As his political profile grew, Kennedy made his war on germ theory part of his public platform. As a presidential candidate in 2023, he promised to tell the National Institutes of Health to “give infectious disease a break for about eight years,”
NBC reported
. On a 2023 episode of Joe Rogan’s popular podcast, Kennedy said “it’s hard for an infectious disease to kill a healthy person with a rugged immune system”—an assertion that runs counter to modern medical consensus. When Rogan said that wasn’t true of the 1918 Spanish flu, which killed more than
50 million people globally,
Kennedy replied: “Well, the Spanish flu was not a virus.” He said that people became sick and died after receiving a new vaccine that was being tested at a military base in Kansas—a conspiracy theory that has been disproved. In his book, Kennedy writes that “government virologists” have invoked the Spanish flu to “terrorize generations of Americans with vaccine compliance.”
Kennedy’s
Make America Healthy Again movement
has advanced fringe proposals such as removing
fluoride
from public water and defying vaccine schedules.
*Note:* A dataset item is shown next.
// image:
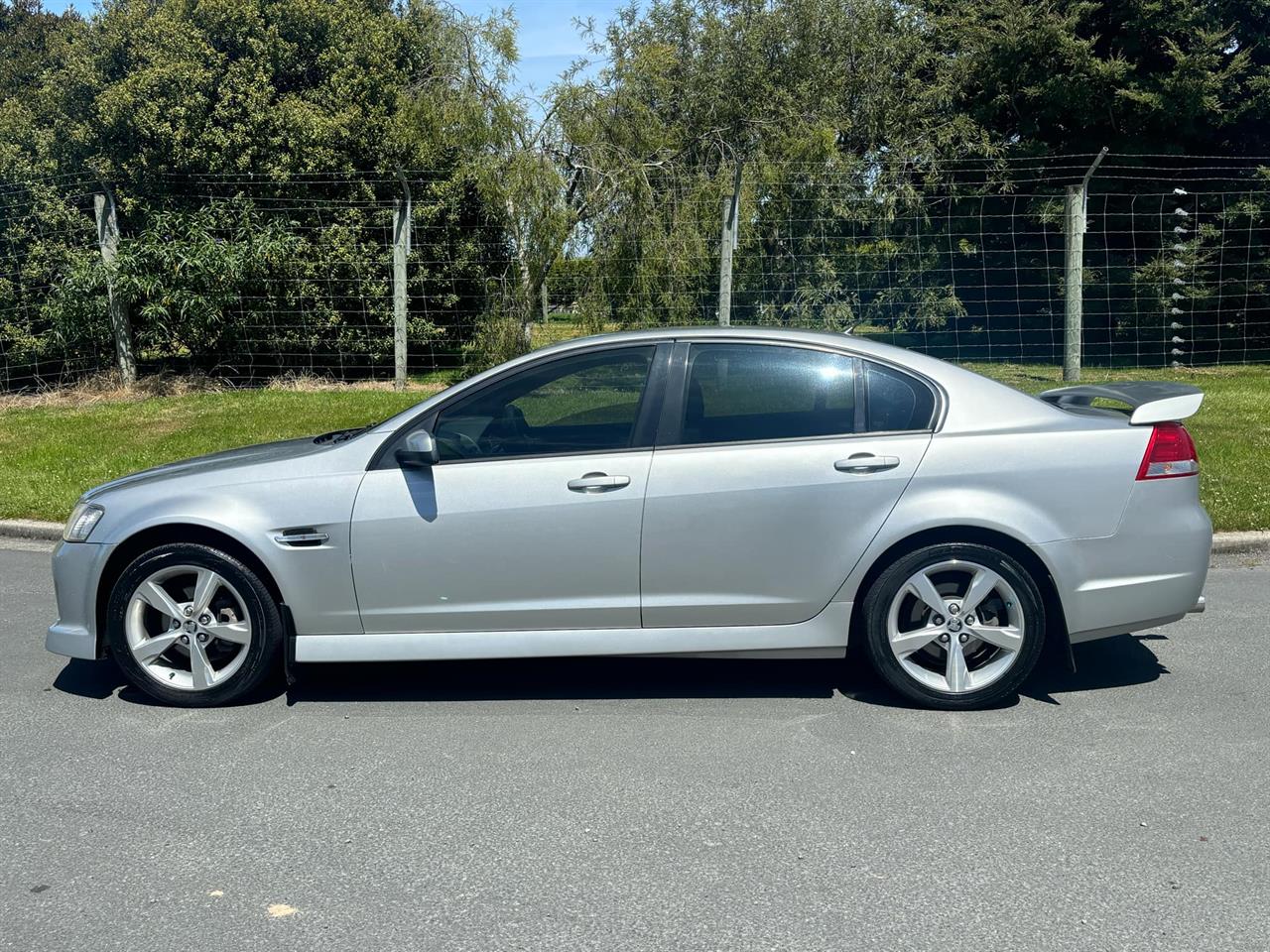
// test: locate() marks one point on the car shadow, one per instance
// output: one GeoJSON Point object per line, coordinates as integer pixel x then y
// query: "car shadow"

Meanwhile, wellness influencers are promoting myriad “detoxifying” supplements and treatments to their millions of followers. All of this has brought long-debunked ideas about health back into the zeitgeist.
Actor Woody Harrelson, a vocal Kennedy supporter, asserted his belief in terrain theory while appearing on Rogan’s podcast in February. “People’s immune system gets messed up from what they’re consuming,” he said. “And in a nutshell, that’s why I believe in Béchamp’s theory as opposed to the germ theory. And, at least, it’s got to be both.” Harrelson, who declined an interview request, also discussed the theory on Bill Maher’s
podcast in 2022
, where Maher showed support for the theory too.
In their remarks, Harrelson and Maher acknowledge that germs do exist—but that healthy people tend not to be affected by them. “No serious person would contend that terrain isn’t a factor in our health,” Maher said in a statement. “A pathogen invading healthy terrain will have a harder time surviving. Terrain is a key factor among many.”
Others, like Dr. Jessica Peatross, entertain more extreme views. A physician, health coach and guest on MAHA-favorite podcasts such as Alex Clark’s “Culture Apothecary,” Peatross promotes terrain theory and said she finds conspiracies that viruses do not exist to be “intriguing.” “I don’t want to dwell on what is actually making people sick,” she said, adding that she is instead focused on the remedy to help people feel better. On a 2024 episode of jujitsu practitioner and conspiracy theorist Eddie Bravo’s podcast featuring NFL quarterback Aaron Rodgers, Bravo, who believes the earth is flat, backed terrain theory. Larry Cook, a prominent vaccine critic whose X handle is @stopvaccinating, has tweeted about germ theory and terrain theory.
Paul Offit, a doctor, professor and
virology expert
, said Sec. Kennedy’s views were evident in his response to the 8-year-old girl in West Texas who died of
measles
, Offit said; Kennedy suggested that malnourishment and living in food deserts played a role in what appeared to be a clear-cut case of infectious disease.
“And what does he do? He pushes vitamin A,” said Offit, noting that the supplement is not an effective treatment for measles.